Data were collected from 112 archival PAI records from two sources:  an outpatient clinic which specializes in diagnosing ASD in adults, and a county psychiatric hospital. There were 75 participants with DSM-IV/DSM-5 ASD (33% F), and 25 participants with Other Psychopathology (32% F). Distribution of ages was similar between groups.  Data were analyzed from 11 clinical scales and associated subscales.


Adults with ASD had mean Borderline elevations on scales for Anxiety, Anxiety Related Disorders, Depression, and Schizophrenia.  In the subscales, Cognitive and Affective Anxiety, and Cognitive and Affective Depression were Borderline elevated, and Schizophrenia Social Detachment was clinically elevated. MANOVA comparing the ASD and Other Psychopathology groups found significantly higher scores (greater psychopathology) for persons with ASD on the Anxiety scale and Cognitive and Affective Anxiety subscales and on the Schizophrenia Social Detachment subscale.

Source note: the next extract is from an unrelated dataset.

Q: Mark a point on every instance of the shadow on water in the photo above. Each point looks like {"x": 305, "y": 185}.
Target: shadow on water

Results suggest that on average, intellectually able adults with ASD have a distinct pattern of elevations on the PAI both when compared to norms for the PAI.  The pattern identified suggests that significant anxiety and depression, especially the cognitive and affective symptoms of both, are likely to be reported by adults with ASD.  The mean clinical elevation on the Schizophrenia scale in this group, when examined in light of the subscales, indicates that they are reporting withdrawal and detachment rather than psychosis.  The comparison with the inpatient group, though preliminary, supports these findings.  Further research comparing with other populations on the PAI as well as non-self-report instruments will be needed to confirm the validity of this pattern.